YENİ KUŞAK KÖY ENSTİTÜLÜLER DERNEĞİ (YKKED) BASIN AÇIKLAMASI

 

15/03/2022

 

YENİ KUŞAK KÖY ENSTİTÜLÜLER DERNEĞİ (YKKED)

BASIN AÇIKLAMASI

Yasa ile koruma altına alınmış olan zeytinliklerde maden işletmeleri kurulmasının önünü açan genelgeye “yaşam hakkı, kültürel miras, çevre hakkı” adına itiraz ediyoruz, kabul etmiyoruz.  Zeytin, ülkemizin, özellikle de Ege Bölgemizin her şeyidir.
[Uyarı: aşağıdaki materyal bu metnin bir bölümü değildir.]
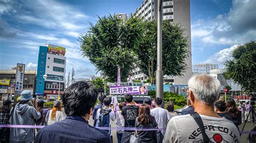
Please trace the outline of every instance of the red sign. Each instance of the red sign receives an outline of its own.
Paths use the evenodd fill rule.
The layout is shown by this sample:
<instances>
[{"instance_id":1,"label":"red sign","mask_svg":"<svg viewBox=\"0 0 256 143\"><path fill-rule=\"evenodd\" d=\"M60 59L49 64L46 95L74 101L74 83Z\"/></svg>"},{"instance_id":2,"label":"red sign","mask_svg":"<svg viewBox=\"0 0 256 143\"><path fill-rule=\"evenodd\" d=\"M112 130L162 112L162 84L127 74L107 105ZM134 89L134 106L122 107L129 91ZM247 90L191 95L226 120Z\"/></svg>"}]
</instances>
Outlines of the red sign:
<instances>
[{"instance_id":1,"label":"red sign","mask_svg":"<svg viewBox=\"0 0 256 143\"><path fill-rule=\"evenodd\" d=\"M223 90L224 91L224 92L227 92L227 89L226 88L225 88L224 89L223 89Z\"/></svg>"}]
</instances>

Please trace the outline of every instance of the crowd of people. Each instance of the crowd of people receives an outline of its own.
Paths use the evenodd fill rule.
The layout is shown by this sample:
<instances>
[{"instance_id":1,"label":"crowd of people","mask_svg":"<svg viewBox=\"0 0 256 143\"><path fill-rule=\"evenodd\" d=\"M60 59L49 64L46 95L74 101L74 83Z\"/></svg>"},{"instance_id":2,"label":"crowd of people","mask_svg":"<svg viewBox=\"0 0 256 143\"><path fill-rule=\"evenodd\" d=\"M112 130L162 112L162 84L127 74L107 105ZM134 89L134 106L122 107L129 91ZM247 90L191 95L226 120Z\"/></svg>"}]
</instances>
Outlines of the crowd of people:
<instances>
[{"instance_id":1,"label":"crowd of people","mask_svg":"<svg viewBox=\"0 0 256 143\"><path fill-rule=\"evenodd\" d=\"M174 111L173 102L166 104L166 109L163 108L160 98L146 99L139 105L131 95L124 96L125 102L119 103L119 110L114 112L111 97L100 97L95 105L97 89L79 81L63 94L66 115L64 118L60 102L55 102L51 109L45 109L43 101L33 100L31 92L25 90L12 108L10 101L4 102L0 124L46 126L36 130L1 127L0 142L116 142L112 137L114 128L111 127L111 121L115 121L118 142L130 142L133 136L137 142L240 142L238 126L249 116L250 104L239 103L237 108L232 99L226 103L218 101L220 83L208 75L194 76L188 84L187 105L181 116ZM89 124L91 116L93 126Z\"/></svg>"}]
</instances>

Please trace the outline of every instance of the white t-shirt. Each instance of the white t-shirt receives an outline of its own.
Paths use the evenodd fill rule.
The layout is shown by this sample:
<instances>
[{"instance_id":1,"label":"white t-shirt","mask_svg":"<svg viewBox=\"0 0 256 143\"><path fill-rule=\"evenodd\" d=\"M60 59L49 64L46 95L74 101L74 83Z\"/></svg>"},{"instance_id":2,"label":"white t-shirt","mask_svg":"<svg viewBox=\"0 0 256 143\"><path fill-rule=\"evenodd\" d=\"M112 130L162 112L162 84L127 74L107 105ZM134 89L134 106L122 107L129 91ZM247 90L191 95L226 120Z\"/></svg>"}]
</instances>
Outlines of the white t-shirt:
<instances>
[{"instance_id":1,"label":"white t-shirt","mask_svg":"<svg viewBox=\"0 0 256 143\"><path fill-rule=\"evenodd\" d=\"M154 117L154 119L158 125L158 128L166 128L167 121L168 120L168 111L161 108L157 107L150 110L151 116ZM164 135L165 131L161 131Z\"/></svg>"},{"instance_id":2,"label":"white t-shirt","mask_svg":"<svg viewBox=\"0 0 256 143\"><path fill-rule=\"evenodd\" d=\"M106 109L106 108L105 108L105 107L103 107L103 109ZM96 119L97 119L97 120L99 119L99 112L100 111L100 110L102 110L100 108L100 109L98 109L98 111L97 111ZM110 118L110 120L111 120L113 121L114 121L114 112L113 112L113 110L112 110L111 112L110 112L110 113L109 113L109 117ZM111 123L110 123L110 124L111 124ZM112 136L112 130L111 130L111 132L110 132L110 136Z\"/></svg>"},{"instance_id":3,"label":"white t-shirt","mask_svg":"<svg viewBox=\"0 0 256 143\"><path fill-rule=\"evenodd\" d=\"M240 142L235 125L225 117L200 115L212 142ZM177 116L168 123L163 142L202 142L200 128L190 115Z\"/></svg>"},{"instance_id":4,"label":"white t-shirt","mask_svg":"<svg viewBox=\"0 0 256 143\"><path fill-rule=\"evenodd\" d=\"M52 112L52 110L50 111L50 113L48 116L48 121L47 122L47 124L48 125L52 125L55 122L60 121L63 120L63 113L62 111L57 111L56 114L56 118L55 119L52 119L51 118L51 113Z\"/></svg>"}]
</instances>

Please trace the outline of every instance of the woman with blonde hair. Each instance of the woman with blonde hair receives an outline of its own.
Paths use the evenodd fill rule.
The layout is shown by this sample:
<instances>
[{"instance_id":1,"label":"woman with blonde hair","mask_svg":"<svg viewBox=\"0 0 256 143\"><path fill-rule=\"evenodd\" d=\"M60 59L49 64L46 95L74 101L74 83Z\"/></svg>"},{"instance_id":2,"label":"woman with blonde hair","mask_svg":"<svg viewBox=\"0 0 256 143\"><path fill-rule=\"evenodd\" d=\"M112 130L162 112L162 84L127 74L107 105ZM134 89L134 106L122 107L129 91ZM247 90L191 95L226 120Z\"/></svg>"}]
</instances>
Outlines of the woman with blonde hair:
<instances>
[{"instance_id":1,"label":"woman with blonde hair","mask_svg":"<svg viewBox=\"0 0 256 143\"><path fill-rule=\"evenodd\" d=\"M47 125L52 125L55 122L60 121L63 119L63 113L62 112L62 105L59 101L56 101L53 103L53 107L46 115L48 118Z\"/></svg>"}]
</instances>

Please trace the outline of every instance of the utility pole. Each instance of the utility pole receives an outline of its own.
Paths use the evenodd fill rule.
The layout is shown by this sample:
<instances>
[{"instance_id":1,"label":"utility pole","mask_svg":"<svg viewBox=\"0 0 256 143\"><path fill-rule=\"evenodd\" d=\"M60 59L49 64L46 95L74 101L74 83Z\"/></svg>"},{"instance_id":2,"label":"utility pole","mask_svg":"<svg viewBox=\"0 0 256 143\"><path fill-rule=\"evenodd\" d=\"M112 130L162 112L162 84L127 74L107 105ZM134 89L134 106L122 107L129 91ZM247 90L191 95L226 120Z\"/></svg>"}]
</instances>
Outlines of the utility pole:
<instances>
[{"instance_id":1,"label":"utility pole","mask_svg":"<svg viewBox=\"0 0 256 143\"><path fill-rule=\"evenodd\" d=\"M157 4L157 67L156 72L156 96L164 99L163 72L162 70L162 0L156 0ZM162 107L164 106L164 104Z\"/></svg>"},{"instance_id":2,"label":"utility pole","mask_svg":"<svg viewBox=\"0 0 256 143\"><path fill-rule=\"evenodd\" d=\"M75 76L75 70L74 70L74 67L72 68L72 78L71 78L71 84L73 84L75 81L74 79L74 76Z\"/></svg>"}]
</instances>

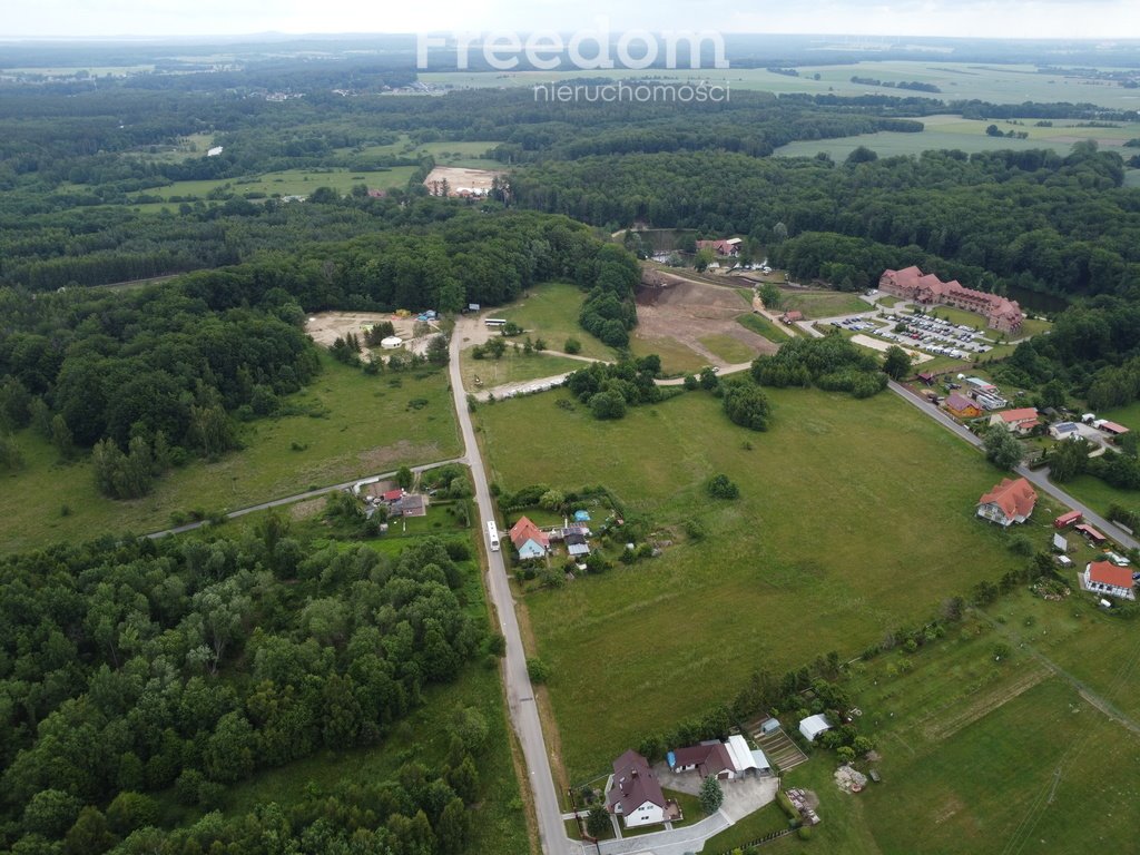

Zeytin ağacı, uğruna şiirler yazılan, şarkılar yakılan, romanlara, öykülere, efsanelere, Hollandalı ünlü ressam Van Gogh'un tablolarına konu olan mitolojik bir ağaçtır. Coğrafyamızın, doğamızın  süsü, alışkanlığı, geçim kaynağı, yoksulun azığı ve  gölgesidir. “Zeytin dalı” uzatmak deyimi her daim barış özlemini dile getirir.  İngiliz yazar Aldous Huxley “Tümünü seviyorum, ama en çok zeytini. Öncelikle dalı ile barışı, altın renkli yağı ile huzur ve mutluluğu sembolize ettiği için“ ifadesiyle zeytini selamlar.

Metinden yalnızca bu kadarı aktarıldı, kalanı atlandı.